Fix typo 586/686 in atomics/arch-x86.h

First seen: 2025-11-28 08:44:37+00:00 · Messages: 26 · Participants: 9

Latest Update

2026-05-08 · opus 4.7

Core Problem: Broken 64-bit Atomic Read/Write on 32-bit x86

The immediate issue is a trivial typo in src/include/port/atomics/arch-x86.h: preprocessor checks reference non-existent macros __i568__ and __i668__ instead of __i586__ and __i686__. These macros guard the definition of PG_HAVE_ATOMIC_U64_SIMPLE_READ_WRITE (single-copy atomicity for 64-bit values) on 32-bit x86 builds. Because of the typo, since 2017 PostgreSQL has silently been falling back to locked/emulated 64-bit atomics on any 32-bit x86 build, regardless of the underlying CPU generation.

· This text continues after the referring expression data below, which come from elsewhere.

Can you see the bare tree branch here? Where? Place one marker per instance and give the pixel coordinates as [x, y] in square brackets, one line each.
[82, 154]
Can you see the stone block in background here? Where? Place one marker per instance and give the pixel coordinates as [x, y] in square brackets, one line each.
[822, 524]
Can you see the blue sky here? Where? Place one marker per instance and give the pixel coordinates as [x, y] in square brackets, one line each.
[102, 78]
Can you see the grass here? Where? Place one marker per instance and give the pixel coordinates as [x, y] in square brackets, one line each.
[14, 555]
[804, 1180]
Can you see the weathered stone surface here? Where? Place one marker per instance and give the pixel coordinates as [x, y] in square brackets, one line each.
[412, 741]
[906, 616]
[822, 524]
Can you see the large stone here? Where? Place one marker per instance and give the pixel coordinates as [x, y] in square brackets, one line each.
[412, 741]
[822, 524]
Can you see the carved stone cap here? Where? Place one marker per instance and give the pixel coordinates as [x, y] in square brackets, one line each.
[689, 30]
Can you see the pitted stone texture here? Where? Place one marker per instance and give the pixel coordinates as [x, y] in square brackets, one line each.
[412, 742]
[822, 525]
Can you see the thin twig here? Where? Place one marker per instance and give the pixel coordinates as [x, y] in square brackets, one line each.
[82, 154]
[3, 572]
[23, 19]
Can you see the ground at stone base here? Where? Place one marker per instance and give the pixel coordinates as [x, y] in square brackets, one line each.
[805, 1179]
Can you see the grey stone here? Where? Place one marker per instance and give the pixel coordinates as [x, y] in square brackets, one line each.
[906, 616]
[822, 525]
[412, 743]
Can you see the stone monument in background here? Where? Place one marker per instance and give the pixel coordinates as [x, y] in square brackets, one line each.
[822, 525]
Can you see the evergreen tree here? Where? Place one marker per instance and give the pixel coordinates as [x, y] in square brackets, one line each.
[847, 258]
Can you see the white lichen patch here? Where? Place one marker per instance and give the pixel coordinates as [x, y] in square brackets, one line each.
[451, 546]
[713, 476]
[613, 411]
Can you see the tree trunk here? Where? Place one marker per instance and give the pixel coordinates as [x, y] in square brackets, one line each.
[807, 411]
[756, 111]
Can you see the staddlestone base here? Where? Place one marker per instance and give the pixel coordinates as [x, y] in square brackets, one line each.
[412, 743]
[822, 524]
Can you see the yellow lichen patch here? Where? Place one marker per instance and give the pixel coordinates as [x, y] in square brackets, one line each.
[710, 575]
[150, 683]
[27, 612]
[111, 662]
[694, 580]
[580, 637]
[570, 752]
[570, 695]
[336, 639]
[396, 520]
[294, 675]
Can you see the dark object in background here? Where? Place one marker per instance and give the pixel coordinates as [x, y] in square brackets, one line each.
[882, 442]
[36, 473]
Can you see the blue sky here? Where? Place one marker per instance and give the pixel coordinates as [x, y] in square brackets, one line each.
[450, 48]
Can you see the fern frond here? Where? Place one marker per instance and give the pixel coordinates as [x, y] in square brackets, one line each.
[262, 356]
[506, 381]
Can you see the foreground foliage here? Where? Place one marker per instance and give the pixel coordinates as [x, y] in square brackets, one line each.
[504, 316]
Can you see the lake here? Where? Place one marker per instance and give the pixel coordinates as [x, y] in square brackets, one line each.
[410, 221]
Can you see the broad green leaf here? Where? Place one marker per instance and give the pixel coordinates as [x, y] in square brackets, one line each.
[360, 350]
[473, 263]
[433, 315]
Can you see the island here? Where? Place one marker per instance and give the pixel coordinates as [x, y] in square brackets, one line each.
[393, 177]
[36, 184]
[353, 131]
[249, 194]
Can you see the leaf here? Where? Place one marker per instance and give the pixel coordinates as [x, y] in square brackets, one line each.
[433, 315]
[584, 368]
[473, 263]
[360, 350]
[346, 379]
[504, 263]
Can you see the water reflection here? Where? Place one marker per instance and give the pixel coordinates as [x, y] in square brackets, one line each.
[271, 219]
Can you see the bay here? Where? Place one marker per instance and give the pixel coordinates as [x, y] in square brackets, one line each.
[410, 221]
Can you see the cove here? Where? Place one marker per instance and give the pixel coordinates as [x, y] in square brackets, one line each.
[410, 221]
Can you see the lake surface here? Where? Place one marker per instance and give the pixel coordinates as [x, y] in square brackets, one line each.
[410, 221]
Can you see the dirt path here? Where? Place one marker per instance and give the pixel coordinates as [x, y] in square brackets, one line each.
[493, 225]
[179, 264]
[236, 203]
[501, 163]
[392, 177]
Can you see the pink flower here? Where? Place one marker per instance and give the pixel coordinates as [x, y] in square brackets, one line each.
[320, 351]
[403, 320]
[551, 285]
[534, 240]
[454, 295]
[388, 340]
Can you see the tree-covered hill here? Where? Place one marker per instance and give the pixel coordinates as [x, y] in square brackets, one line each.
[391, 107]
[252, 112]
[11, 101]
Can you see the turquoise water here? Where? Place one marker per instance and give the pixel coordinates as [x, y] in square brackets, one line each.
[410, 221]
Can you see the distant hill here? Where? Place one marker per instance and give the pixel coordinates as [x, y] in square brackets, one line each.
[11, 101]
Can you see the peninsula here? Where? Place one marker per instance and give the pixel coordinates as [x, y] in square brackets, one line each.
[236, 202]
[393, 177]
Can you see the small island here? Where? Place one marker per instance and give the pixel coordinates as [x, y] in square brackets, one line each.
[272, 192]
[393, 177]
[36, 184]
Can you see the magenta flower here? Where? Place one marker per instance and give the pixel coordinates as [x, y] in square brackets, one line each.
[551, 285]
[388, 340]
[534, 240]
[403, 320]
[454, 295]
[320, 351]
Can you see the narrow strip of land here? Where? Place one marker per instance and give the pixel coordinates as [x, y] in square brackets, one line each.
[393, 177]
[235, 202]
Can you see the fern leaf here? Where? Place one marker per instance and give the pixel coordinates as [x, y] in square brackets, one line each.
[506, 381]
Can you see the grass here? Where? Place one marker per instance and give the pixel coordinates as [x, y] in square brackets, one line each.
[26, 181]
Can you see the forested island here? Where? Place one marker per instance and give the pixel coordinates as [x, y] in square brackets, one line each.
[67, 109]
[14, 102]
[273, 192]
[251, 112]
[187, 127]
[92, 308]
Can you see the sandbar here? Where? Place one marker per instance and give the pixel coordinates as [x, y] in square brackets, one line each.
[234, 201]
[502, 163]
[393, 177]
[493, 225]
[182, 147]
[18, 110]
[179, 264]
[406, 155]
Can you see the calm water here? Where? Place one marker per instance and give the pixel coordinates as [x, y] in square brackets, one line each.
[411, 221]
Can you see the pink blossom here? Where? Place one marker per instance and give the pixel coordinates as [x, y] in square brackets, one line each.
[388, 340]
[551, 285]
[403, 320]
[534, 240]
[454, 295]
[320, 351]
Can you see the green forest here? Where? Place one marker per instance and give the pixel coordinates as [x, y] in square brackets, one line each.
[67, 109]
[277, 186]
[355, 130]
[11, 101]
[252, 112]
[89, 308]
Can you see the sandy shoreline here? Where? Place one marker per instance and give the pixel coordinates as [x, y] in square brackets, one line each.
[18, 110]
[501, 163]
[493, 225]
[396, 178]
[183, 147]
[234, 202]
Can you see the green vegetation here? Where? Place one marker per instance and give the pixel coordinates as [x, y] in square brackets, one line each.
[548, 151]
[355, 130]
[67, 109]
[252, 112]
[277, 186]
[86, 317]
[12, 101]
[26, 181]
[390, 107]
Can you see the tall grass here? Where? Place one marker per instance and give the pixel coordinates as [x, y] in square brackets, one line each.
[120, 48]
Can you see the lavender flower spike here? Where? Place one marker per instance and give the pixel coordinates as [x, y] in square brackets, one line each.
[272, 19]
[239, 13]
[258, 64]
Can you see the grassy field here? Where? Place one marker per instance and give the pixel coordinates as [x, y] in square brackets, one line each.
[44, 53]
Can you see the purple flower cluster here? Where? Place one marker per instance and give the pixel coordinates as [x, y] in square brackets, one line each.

Architecturally this matters because on 32-bit x86, a naive MOV of an 8-byte value is not guaranteed to be tear-free — two 32-bit loads/stores can be interrupted. The intent of the original code was to detect Pentium-class or newer CPUs (i586+) where specific instruction sequences (CMPXCHG8B, MOVQ via MMX/SSE, or FILD/FISTP via the x87 FPU) can provide single-copy atomicity for aligned 8-byte accesses, and enable the SIMPLE_READ_WRITE fast path.

Why the Typo Went Undetected: The -march Question

The discussion reveals that even with the typo fixed, the check itself is unreliable. Zsolt Parragi, John Naylor, and Tom Lane compared notes showing that whether __i586__/__i686__ gets defined depends entirely on distribution-level gcc configuration:

This means the code path was effectively a lottery even before the typo, and the typo simply guaranteed it never fired anywhere. Nobody has complained in ~8 years, which is a strong signal that 32-bit PostgreSQL on real Pentium-era hardware is not a meaningful deployment.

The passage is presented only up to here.